Pequena e delicada como uma pluma. Se esconde até na mão da gente. E, ao vê-la, a gente mal acredita que ali cabe uma samaumeira inteira – como o mistério do sonho que esconde mares abertos e céus estrelados nas frestas estreitas do olhar e da memória da gente.

Deve ser assim o reino. Não cultivado pelas mãos experientes e determinadoras do agricultor ou do jardineiro, mas levado pela incerteza do vento quente dessa imensa planície. E espalhada sobre as copas, ao sabor do acaso, do alto e de dentro dos ouriços cascudos, essa semente cavalga na brisa até encontrar uma várzea fértil ou um charco esquecido, lá onde ninguém ainda fincou cerca e se iludiu com a convicção de que o chão lhe pertence.

E ali, no aparente abandono do chão de ninguém, a semente de samaúma deita suas delgadas raízes, como fios de cabelo. E faz nascer, com a paciência demorosa das esperanças forjadas no escuro, o edifício cuidoso de sua beleza. E ninguém a vê, até o dia em que sua copa se abre majestosa sobre a mata, como num abraço do céu infinito.

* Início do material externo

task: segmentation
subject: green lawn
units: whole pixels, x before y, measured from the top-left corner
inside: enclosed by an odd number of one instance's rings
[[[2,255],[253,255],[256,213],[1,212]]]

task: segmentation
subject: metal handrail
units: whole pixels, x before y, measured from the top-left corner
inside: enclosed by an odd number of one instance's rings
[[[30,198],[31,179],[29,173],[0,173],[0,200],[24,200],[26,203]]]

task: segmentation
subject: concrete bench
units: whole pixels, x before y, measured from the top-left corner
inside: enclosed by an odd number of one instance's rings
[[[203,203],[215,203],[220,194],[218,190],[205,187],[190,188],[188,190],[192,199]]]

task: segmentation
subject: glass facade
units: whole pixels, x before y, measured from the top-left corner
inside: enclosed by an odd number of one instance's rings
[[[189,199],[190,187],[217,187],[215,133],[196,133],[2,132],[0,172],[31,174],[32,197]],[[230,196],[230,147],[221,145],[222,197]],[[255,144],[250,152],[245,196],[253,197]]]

É quando, de longe, subindo ou descendo o rio, levando mercanças fartas ou solidões seculares, as gentes da floresta a avistam e se encantam com seu milagre.

_ Até quando, Senhor, será preciso esperar que a copa desse Reino se abra sobre as matas das demoras de nossa história? Até quando, na única e urgente brevidade que temos, nos dilatares fugazes deste pequeno coração, poderemos ainda esperar?

Espere… que é isso enquanto escrevo?

Tomo na mão. Eis, pousada suave sobre meu cabelo, cocegando-me a orelha, sob o sol oblíquo e a brisa da tarde amazônica, a pluma de uma semente de samaúma…

Tiro-a e devolvo-a ao vento, seu cuidador. E compreendo que minhas esperas têm sentido.